友人二人に彼氏ができ、焦りと不安を覚えた

大学に入って間もないころ、浪人して、文転して、志望校に落ちて、そのうえ私立に入学してしまった私は、人生のどん底にいた。何か自信を持つことができるようにと、資格を取れるコースを選択した。そこで出会ったのは、私が好きになる先輩だった。

まずその人に出会ったのは、大教室の授業だった。クラスでグループを組まされた中にいたのが2学年上の先輩。新入生がいっぱいいて、わちゃわちゃしている中で、落ち着いたその人は出会った時からキラキラして見えた。
その授業では、グループ発表をしなくてはいけなかったのだけど、8人グループはまとまらず、運よく仲良くなった友人二人とその先輩との4人で発表を作ることになった。

グループ発表を作る中で、自分と先輩が同じ資格コースをとっていることを知り、わからないことを教えてください、というのを口実に、少しずつ話せるようになってきたそのころ、私の友人二人から、彼氏ができた、という報告があった。
「おめでとう!」と口では言いつつも、心では焦りが出てくる。この二人が初めての友達だし、彼氏さんと付き合うんだったら、私は一人になってしまうかもしれない、という不安が出てきたのも一つ。私も彼氏ほしいなあ、がもう一つの理由。

初めての彼氏ができたそのとき、鼻からぬるっとした液体が…

そこで、輝いて見えてきたのが、あの先輩だった。授業が前期で終わり、半年がたってもたまに廊下ですれ違うと、話したり、挨拶したりする程度には仲が続いていて、ときたまラインを送ったりもしていた。

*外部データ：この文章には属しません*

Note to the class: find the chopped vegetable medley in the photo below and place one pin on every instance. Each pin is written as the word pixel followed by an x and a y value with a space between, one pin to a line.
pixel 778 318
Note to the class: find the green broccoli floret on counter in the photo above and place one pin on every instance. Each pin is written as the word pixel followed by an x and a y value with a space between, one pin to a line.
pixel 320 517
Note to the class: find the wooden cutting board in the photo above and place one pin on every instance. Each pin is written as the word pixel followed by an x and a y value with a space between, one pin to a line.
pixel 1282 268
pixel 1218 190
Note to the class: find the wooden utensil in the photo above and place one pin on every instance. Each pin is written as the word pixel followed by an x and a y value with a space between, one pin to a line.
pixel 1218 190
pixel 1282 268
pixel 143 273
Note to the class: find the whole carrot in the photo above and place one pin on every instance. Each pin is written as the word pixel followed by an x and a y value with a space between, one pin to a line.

彼氏ほしい、という意識をしだしてから、急にこの先輩がもっと目に入るようになってきて、本当に寝ても覚めても先輩のことを考えるようになり、「よし、告白しよう。」と思ったのは2年生が始まってすぐくらいの時だった。この当時、私の頭の中の8割くらいをその先輩が占めていた。

「先輩、付き合ってください。」と言ったら、「いいよ」と返事が。そのあとからの流れが私には早すぎた。男友達もいないし、初めての彼氏だった。

告白をした後、小さい教室で一緒にレポートをしていた私の体に異変が現れた。鼻からぬるっとした液体が出てきたのである。
小さい時から、感情が高ぶると、涙と鼻血が出る子供で、それは大学に入ってからも、徐治ってはいなかった。

その時持っていた、白いタオルは真っ赤に染まり、トイレに入って冷やしても、私の鼻血は止まらなかった。先輩はそんな私を見ても、引きはせず、大丈夫?と声をかけてくれ、ついでに荷物をもってトイレにこもる私を待っていてくれた。
でも、鼻血を出してから、私の頭には「恥」の一文字しかなくて、それ以降先輩と話すのも、かおを合わせるのも、いやになってしまった。

恥ずかしい私を見られた。その思いにとらわれてしまった

次の日から、ラインを無視し始めたが、それでもラインをくれるので、ラインではなくメールで連絡してください、といっても、今度水族館に行こう、デートに行こうという誘いが来る。
7日後、私はメールで、「別れてください。」といった。理由をきかれたが、答えずいると、先輩も「わかった。」と言ってくれて、先輩と私はそこから何の関係もなくなってしまった。

振り返ると、連絡を取り続けてくれた先輩もちょっとは私を好きでいてくれたのだと思う。でも、私は、恥ずかしい私を見られたことで、好きになってもらえない、という負の感情と、恥の思いにとらわれてしまって、それ以上の関係性を続けられなくなってしまった。

今も、私は一人で、先輩以降付き合った人はいない。あの時、長く付き合っていれば…。
と思っても後の祭り。好きだったけど、好きすぎたのか、慣れていなかっのか、私には早すぎたのか。付き合うって難しい。